Two wildlife overpasses along with underpasses and fencing north of Silverthorne completed in 2017 have been valuable examples. Studies showed a 90 percent reduction in collisions.

“An 80 to 90 percent reduction right off the bat is pretty typical for these structures,” says Tony Cady, a planning and environmental manager for the Colorado Department of Transportation (CDOT).

State agencies, working with nonprofit groups and others, have crunched the data to delineate the state’s five percent highest priority road segments. These data may give Colorado a leg up on access to federal funds.

The two studies found 48 high-priority segments on the Western Slope and 90 east of the Continental Divide, including the Great Plains, reports Michelle Cowardin, a wildlife biologist for Colorado Parks and Wildlife. The Craig and Meeker areas have lots of high-priority roads, but much of I-76 between Fort Morgan to Julesburg also has many high-priority segments.

Some jurisdictions are diving deeper. Eagle County has completed a study of wildlife connectivity, and in the Aspen area, a nonprofit called Safe Passages has secured funding to begin identifying the highest-priority locations in the Roaring Fork and Crystal River valleys.

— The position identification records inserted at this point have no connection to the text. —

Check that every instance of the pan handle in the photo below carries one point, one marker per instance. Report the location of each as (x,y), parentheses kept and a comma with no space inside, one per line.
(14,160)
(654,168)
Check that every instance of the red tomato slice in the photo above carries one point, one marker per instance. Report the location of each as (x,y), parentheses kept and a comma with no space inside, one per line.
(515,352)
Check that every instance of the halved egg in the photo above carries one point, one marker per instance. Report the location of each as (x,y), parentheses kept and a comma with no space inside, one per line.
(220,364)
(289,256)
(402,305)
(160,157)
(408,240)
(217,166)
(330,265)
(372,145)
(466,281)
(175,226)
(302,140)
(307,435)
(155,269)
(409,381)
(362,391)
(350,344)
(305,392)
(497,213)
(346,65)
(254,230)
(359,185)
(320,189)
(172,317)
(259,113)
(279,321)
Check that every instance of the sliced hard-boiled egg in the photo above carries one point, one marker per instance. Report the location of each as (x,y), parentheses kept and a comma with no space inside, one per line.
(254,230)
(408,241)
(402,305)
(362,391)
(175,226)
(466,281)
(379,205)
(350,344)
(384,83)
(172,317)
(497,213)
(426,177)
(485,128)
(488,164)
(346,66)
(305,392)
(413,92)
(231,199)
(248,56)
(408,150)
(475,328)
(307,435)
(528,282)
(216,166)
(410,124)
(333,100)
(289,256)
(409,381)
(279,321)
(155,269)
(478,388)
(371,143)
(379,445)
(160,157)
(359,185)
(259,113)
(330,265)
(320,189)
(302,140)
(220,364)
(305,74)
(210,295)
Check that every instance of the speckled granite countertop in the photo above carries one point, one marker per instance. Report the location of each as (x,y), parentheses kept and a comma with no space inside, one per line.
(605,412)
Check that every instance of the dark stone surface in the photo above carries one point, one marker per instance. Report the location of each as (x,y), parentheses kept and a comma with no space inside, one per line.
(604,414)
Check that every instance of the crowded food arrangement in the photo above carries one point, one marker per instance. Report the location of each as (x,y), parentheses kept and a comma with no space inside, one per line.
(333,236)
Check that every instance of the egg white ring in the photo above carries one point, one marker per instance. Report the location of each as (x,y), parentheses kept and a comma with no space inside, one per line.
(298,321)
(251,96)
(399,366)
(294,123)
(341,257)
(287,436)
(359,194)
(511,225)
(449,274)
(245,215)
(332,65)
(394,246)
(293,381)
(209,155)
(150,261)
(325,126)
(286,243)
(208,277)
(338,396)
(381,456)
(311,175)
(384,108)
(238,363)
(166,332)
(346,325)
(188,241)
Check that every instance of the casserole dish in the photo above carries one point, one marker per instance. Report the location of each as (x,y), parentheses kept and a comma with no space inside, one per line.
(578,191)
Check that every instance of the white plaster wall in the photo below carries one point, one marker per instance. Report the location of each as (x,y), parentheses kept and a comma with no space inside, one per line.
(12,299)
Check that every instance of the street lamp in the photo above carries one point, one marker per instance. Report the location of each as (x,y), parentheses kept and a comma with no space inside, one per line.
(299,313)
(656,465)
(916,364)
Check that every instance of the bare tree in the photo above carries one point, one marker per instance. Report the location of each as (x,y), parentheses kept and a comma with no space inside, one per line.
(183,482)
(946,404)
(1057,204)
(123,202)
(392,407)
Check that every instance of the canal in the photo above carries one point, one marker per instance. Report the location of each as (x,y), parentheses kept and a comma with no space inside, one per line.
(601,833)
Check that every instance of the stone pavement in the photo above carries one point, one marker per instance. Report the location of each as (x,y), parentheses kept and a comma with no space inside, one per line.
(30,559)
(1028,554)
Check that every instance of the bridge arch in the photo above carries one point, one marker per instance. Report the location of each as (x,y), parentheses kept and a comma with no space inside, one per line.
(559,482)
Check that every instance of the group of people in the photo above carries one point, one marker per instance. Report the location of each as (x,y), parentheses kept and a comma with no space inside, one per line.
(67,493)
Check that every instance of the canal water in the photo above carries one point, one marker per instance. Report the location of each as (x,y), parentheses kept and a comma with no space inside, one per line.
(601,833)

These new studies attest to a shift in public attitudes. Rob Ament of Montana State University’s Western Transportation Institute says wildlife connectivity is becoming institutionalized in how we think about transportation corridors. Instead of an extravagance, he says, crossings are becoming a cost of doing business.

This is happening internationally, too. “My world is just exploding,” he said while reciting crossings for elephants in Bangladesh, tigers in Thailand and work for other species in Argentina, Nepal, and Mongolia.

If in some ways a long time in coming, we are redefining the relationship between highways and wildlife.

By Allen Best
Big Pivots

Check out other work by Allen Best about climate change, the energy transition, and other topics at BigPivots.com.

Editor’s Note: As noted on the featured Colorado Department of Transportation wildlife corridor map, Chaffee County has received attention regarding high wildlife traffic areas with below-grade, wildlife crossings along U.S. 24 both north and south of the town of Buena Vista and on U.S. 285 and 24 just east of Johnson Village.